Another Experiment
This is a total experiment ... I
over-seeded the buffalo grass with another low-care native grass from
the short-grass prairies, Blue grama grass, (Bouteloua gracilis).
It's supposed to
sprout in 5 or 6 days, so for a couple of weeks the lawn is getting a
couple of minutes of water 3 times a day to encourage the seeds. Then we'll cut
back as the Blue Grama gets established.
Blue grama. Bouteloua gracilis at Minnesota Landscape Arboretum Photo by SEWilco from Wikimedia Commons |
If it works, I'll know when we see seed heads pop up in the late summer. The birds will love it, and maybe it will help choke out the Bermuda grass.
Blue Grama grown as an ornamental accent in Japan. |
5 comments:
See anything coming in yet? I'd imagine the blue grama is a distinct appearance to the buffalo grass.
I'm living in Albuquerque, and I installed Turffalo (buffalo grass developed by Texas Tech) into my lawn about a month ago. It originally started out as all fescue, but alas the dogs are winning in the war of Dog Urine vs Lawn.
I figured as the fescue dies out because of the lack of watering I'll be doing, the buffalo grass would take over. Once the fescue is completely gone, I was thinking about sprinkling some blue grama in the Turffalo as well for shits and giggles.

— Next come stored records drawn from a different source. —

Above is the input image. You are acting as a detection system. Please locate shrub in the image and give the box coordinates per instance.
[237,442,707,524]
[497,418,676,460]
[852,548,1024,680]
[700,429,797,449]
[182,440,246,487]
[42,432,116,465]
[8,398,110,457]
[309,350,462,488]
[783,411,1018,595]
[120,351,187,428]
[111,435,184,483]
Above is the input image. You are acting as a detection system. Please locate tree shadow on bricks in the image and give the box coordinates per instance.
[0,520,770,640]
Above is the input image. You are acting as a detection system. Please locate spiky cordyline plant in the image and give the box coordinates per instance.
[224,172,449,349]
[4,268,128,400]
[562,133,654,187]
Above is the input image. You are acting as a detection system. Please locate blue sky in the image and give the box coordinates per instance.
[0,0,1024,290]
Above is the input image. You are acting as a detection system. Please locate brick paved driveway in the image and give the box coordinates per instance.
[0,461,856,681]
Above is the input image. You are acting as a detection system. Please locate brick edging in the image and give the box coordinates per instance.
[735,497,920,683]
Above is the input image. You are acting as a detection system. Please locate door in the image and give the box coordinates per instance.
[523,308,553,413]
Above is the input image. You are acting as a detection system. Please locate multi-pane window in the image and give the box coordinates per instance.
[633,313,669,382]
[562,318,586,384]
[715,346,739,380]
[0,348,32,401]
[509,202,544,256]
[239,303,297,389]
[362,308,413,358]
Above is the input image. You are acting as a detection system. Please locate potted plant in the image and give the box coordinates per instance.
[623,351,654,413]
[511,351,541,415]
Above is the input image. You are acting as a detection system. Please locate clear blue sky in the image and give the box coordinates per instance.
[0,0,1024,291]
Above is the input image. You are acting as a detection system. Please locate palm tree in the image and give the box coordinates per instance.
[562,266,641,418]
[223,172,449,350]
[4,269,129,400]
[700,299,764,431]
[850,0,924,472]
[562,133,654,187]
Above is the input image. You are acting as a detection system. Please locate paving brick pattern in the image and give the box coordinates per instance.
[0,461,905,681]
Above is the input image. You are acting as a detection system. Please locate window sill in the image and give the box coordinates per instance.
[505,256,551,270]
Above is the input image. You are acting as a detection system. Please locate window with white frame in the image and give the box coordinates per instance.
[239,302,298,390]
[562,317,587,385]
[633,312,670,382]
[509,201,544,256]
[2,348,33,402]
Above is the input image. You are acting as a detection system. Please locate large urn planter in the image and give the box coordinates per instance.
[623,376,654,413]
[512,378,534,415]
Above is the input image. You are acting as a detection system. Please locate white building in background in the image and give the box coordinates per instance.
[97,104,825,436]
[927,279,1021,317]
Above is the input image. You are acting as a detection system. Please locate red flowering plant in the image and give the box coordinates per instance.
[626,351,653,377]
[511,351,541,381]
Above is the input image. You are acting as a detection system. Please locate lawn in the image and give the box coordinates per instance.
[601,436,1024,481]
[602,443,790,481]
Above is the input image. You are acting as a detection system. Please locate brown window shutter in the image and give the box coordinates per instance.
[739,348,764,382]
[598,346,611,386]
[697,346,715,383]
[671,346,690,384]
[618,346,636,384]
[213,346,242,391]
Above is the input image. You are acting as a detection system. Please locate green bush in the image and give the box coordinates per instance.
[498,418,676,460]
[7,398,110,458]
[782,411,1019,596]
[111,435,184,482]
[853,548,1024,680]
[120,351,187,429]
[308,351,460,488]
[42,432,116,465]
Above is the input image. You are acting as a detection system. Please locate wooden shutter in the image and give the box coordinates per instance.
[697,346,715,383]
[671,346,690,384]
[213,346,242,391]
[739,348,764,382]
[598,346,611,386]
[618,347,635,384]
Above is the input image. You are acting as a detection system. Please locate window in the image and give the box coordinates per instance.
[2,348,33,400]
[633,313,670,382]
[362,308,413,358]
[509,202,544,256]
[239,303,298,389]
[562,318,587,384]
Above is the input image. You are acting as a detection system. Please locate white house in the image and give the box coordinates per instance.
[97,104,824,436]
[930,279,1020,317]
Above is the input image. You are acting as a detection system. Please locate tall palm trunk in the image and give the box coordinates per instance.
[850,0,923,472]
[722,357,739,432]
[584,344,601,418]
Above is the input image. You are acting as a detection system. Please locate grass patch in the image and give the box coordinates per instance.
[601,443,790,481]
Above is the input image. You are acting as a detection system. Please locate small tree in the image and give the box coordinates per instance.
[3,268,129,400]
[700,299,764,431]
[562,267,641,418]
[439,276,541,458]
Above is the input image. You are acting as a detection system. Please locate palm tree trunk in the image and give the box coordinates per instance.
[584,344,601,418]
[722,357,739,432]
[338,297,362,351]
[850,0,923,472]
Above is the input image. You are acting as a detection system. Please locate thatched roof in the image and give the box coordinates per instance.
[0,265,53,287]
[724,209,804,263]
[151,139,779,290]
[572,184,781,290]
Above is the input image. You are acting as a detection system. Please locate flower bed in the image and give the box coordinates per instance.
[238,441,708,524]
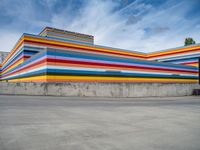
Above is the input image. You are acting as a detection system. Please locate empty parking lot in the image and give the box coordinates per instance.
[0,95,200,150]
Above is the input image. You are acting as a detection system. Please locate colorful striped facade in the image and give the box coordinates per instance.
[0,28,200,83]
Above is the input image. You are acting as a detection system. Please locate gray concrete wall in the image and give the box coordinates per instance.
[0,82,200,97]
[0,51,9,64]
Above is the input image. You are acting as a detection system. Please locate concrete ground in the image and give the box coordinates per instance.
[0,95,200,150]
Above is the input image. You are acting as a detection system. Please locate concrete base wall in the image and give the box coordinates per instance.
[0,82,200,97]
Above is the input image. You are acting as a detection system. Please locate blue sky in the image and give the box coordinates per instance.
[0,0,200,52]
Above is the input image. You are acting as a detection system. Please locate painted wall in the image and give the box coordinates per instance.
[1,26,200,83]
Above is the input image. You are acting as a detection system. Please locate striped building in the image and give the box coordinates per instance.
[0,27,200,83]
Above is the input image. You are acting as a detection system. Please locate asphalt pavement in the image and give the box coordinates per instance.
[0,95,200,150]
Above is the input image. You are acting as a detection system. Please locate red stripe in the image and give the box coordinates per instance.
[47,58,197,73]
[25,40,146,59]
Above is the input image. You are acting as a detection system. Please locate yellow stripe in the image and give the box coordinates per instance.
[147,46,200,57]
[5,75,198,83]
[47,75,197,82]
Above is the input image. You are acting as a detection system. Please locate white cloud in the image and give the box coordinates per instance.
[0,0,200,52]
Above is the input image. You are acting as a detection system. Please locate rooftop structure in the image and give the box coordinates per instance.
[0,27,200,83]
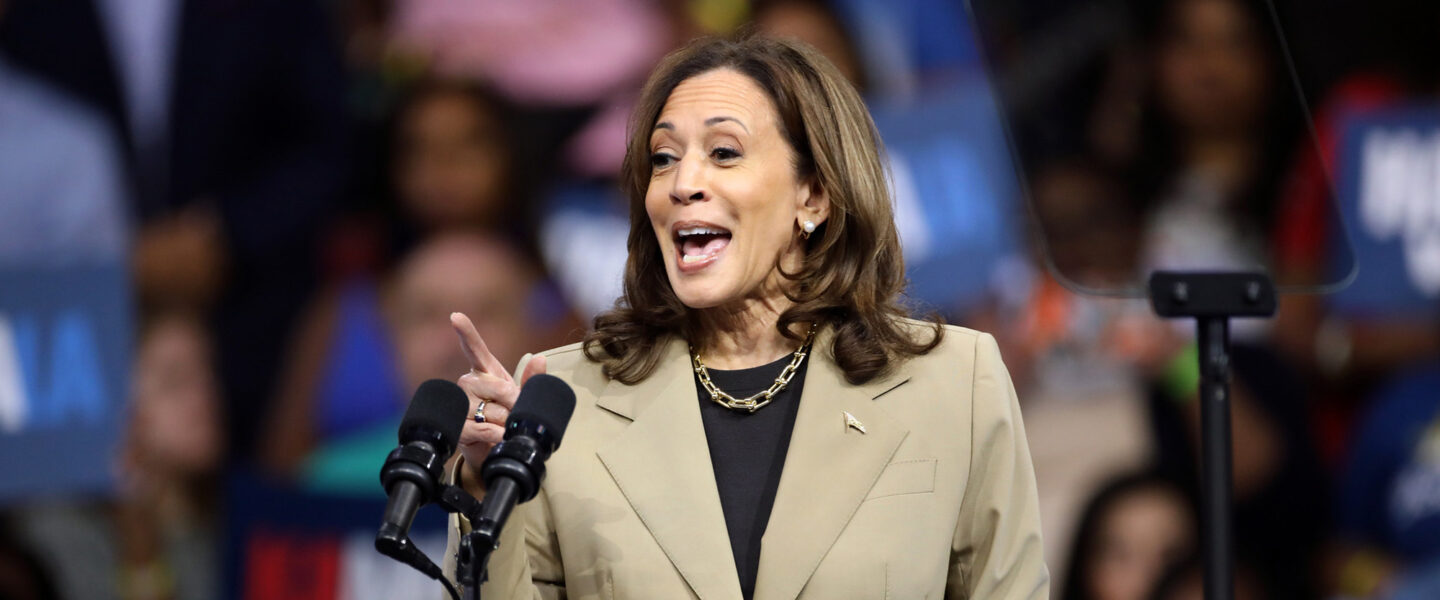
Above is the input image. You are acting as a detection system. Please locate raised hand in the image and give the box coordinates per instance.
[451,312,544,491]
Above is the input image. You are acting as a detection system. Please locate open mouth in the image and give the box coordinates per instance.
[675,224,730,265]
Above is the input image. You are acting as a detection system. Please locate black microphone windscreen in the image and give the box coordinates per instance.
[400,380,469,452]
[510,373,575,443]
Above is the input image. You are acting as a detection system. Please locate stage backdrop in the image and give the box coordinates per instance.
[0,265,132,504]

Looks like you beat me to the punch. Take pictures of it coming in.
I can't report on what's happening, because I'm a few hundred miles east of that lawn working onan old house.
It has a similar appearance to the buffalo, so we won't know if it made it until we see seed heads.
I don't think Buffalo will win against dog urine either. It's not a heavy feeder and may get brown spots from the urine just like the fescue.
I know it'll get brown spots from the dogs. I'm wanting something that is a low water user that will fill itself back in.
Sorry about the delay in answering.
It will fill back in, but only when it gets enough water. During a low-water time, it stops growing and just sits there.
We get a huge burst of growth and runners when the rains start, especially if there's a soaker.
The SO says he's seeing some blue grama seedheads in the lawn, so it apparently survived a bit.
"I figured as the fescue dies out because of the lack of watering I'll be doing, the buffalo grass would take over."
It's going to need water to root and spread ... To kill off fescue just give the buffalo a heavy watering once a month. It thinks that's great, while the fescue will die.